I have an index with ~20000 products for an e-commerce website. I would like to implement a "previously purchased feature" for specific users.. so only specific products will return for specific users in this case... but also with a sort on their most frequently purchased item.
If there was no sorting, I think the best way to do this would be just to a store a keyword array of user_ids on each product.
So my products would look something like:
{
"name": "Product A",
.......
"bought_by_user_ids": [1,2,3,4,5,8,10]
}
And then my query would be something like
{
"query": {
"bool": {
"must": [
{ "match": { "name" : "Product" } }
],
"filter: [
{ "match": { "bought_by_user_ids": 1 } }
]
}
}
}
Where 1 is the current user's integer ID.
The kicker is I also want to sort on most commonly purchased by each user. So my thinking was instead of just keeping user_ids on the product, I can store an object field with user_ids as keys and the number of times they purchased the product as the values.
So the product would look like:
{
"name": "Product A",
.......
"bought_by_user_ids": {
"1": 5,
"2": 10
}
}
Meaning user with ID 1 has bought the product 5 times, and user with ID 2 has bought the product 10 times.

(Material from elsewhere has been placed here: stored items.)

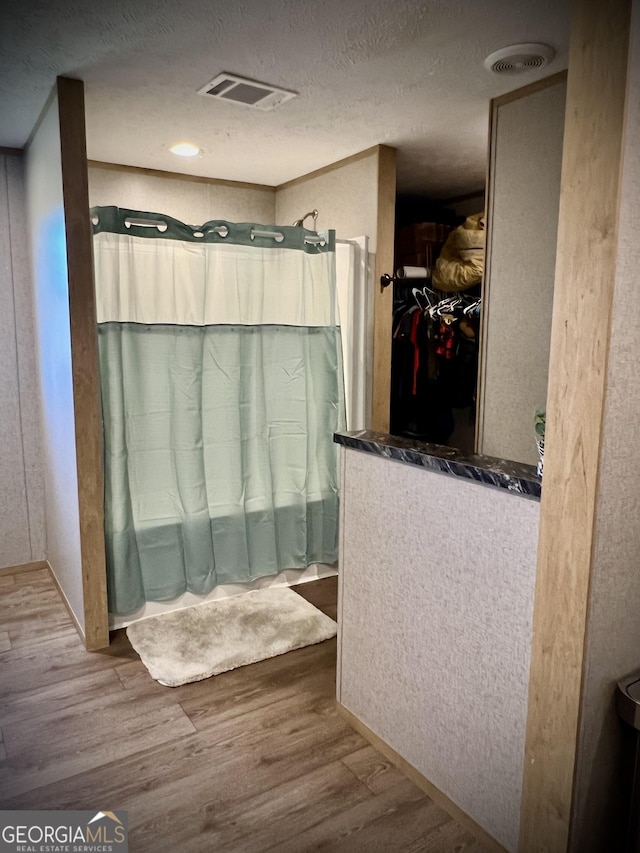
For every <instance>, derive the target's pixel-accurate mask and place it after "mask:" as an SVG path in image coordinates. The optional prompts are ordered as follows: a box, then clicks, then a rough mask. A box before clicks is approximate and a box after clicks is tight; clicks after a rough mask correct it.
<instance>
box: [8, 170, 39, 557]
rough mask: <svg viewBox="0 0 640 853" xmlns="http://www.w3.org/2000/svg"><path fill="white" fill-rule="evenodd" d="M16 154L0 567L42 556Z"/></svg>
mask: <svg viewBox="0 0 640 853" xmlns="http://www.w3.org/2000/svg"><path fill="white" fill-rule="evenodd" d="M36 387H37V384H36V380H35V359H34V339H33V310H32V300H31V287H30V278H29V262H28V251H27V229H26V222H25V213H24V180H23V163H22V158H21V157H18V156H0V434H1V435H2V441H1V442H0V471H2V478H1V480H0V567H2V566H11V565H19V564H21V563H29V562H31V561H33V560H42V559H44V495H43V489H42V471H41V458H40V433H39V409H38V396H37V391H36Z"/></svg>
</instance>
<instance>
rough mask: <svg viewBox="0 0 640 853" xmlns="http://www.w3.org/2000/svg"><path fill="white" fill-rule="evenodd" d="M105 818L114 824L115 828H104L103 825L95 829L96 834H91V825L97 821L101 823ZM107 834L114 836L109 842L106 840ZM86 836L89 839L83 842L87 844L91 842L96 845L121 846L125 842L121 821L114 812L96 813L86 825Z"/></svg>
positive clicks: (96, 827)
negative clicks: (117, 845)
mask: <svg viewBox="0 0 640 853" xmlns="http://www.w3.org/2000/svg"><path fill="white" fill-rule="evenodd" d="M105 817H106V818H108V819H109V820H110V821H112V822H113V823H115V824H116V826H105V825H104V824H102V825H101V826H97V827H95V829H96V830H97V832H96V833H93V832H92V831H91V830H90V829H89V827H90V826H91V824H92V823H96V822H97V821H101V820H102V819H103V818H105ZM109 832H110V833H111V835H112V836H114V837H113V839H111V841H110V840H109V838H108V836H109ZM87 835H88V836H89V837H88V838H86V839H85V840H86V841H89V842H91V841H93V842H94V843H97V844H115V843H118V844H122V842H123V841H125V840H126V835H127V833H126V831H125V828H124V826H123V824H122V821H121V820H120V818H119V817H118V815H117V814H116V813H115V812H96V813H95V814H94V816H93V817H92V818H91V820H90V821H89V822H88V824H87ZM92 836H93V837H92Z"/></svg>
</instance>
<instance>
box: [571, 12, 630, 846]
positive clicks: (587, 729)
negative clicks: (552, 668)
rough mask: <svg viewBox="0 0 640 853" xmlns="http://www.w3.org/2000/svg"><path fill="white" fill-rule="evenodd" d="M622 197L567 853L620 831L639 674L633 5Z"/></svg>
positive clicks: (620, 208) (627, 100)
mask: <svg viewBox="0 0 640 853" xmlns="http://www.w3.org/2000/svg"><path fill="white" fill-rule="evenodd" d="M634 7H635V8H634V16H633V19H632V33H631V54H630V58H629V80H628V89H627V96H626V122H625V133H624V141H623V166H622V193H621V200H620V216H619V224H618V252H617V269H616V276H615V285H614V295H613V306H612V320H611V338H610V347H609V358H608V366H607V388H606V395H605V406H604V422H603V438H602V446H601V450H600V469H599V489H598V501H597V507H596V516H595V550H594V555H593V565H592V570H591V585H590V590H589V610H588V612H589V617H588V627H587V635H586V647H585V665H584V675H583V684H582V708H581V717H580V730H579V740H578V755H577V765H576V767H577V770H576V781H575V792H574V814H573V821H572V833H571V849H572V850H573V851H576V853H578V851H579V853H591V851H593V853H599V851H601V850H605V849H612V847H611V844H612V839H613V838H614V837H615V835H614V831H615V827H616V825H617V826H620V824H621V821H620V816H619V815H618V814H617V808H618V807H619V805H620V799H619V783H620V779H621V752H620V749H621V737H620V724H619V722H618V719H617V714H616V711H615V708H614V695H615V686H616V681H617V680H618V679H620V678H622V677H623V676H625V675H628V674H629V673H632V672H634V671H636V670H638V669H639V668H640V525H639V524H638V519H640V490H639V489H638V479H637V472H638V470H640V416H639V413H640V388H639V387H638V381H637V376H638V361H639V359H640V342H639V339H638V334H637V331H638V328H639V327H640V298H639V297H638V269H639V268H640V243H639V242H638V233H640V206H639V204H638V199H640V3H638V2H635V4H634Z"/></svg>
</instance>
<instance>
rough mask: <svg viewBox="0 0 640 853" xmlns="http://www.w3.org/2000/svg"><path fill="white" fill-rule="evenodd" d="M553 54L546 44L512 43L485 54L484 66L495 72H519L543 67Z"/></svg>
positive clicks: (533, 70)
mask: <svg viewBox="0 0 640 853" xmlns="http://www.w3.org/2000/svg"><path fill="white" fill-rule="evenodd" d="M554 56H555V51H554V49H553V48H552V47H549V45H548V44H512V45H511V46H510V47H503V48H501V49H500V50H496V51H495V52H494V53H492V54H490V55H489V56H487V58H486V59H485V61H484V67H485V68H487V69H488V70H489V71H493V72H494V73H495V74H521V73H522V72H523V71H535V70H537V69H538V68H543V67H544V66H545V65H546V64H547V63H548V62H551V60H552V59H553V57H554Z"/></svg>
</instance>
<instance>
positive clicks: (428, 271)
mask: <svg viewBox="0 0 640 853" xmlns="http://www.w3.org/2000/svg"><path fill="white" fill-rule="evenodd" d="M396 277H397V278H429V268H428V267H400V269H399V270H398V272H397V273H396Z"/></svg>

And the query would be an exists query.
{
"query": {
"exists": {
"field": "bought_by_user_ids.1"
}
},
"sort" : [{
"bought_by_user_ids.1" : {
"order" : "desc",
"unmapped_type" : "float"
}
}]
}
Where 1 is the current user's integer ID.
The solution works but I'm wondering if there's a better way to do this? I noticed I may eventually run into a total_fields limit because apparently every entry in the object is its own field? Any help is appreciated.
Thanks.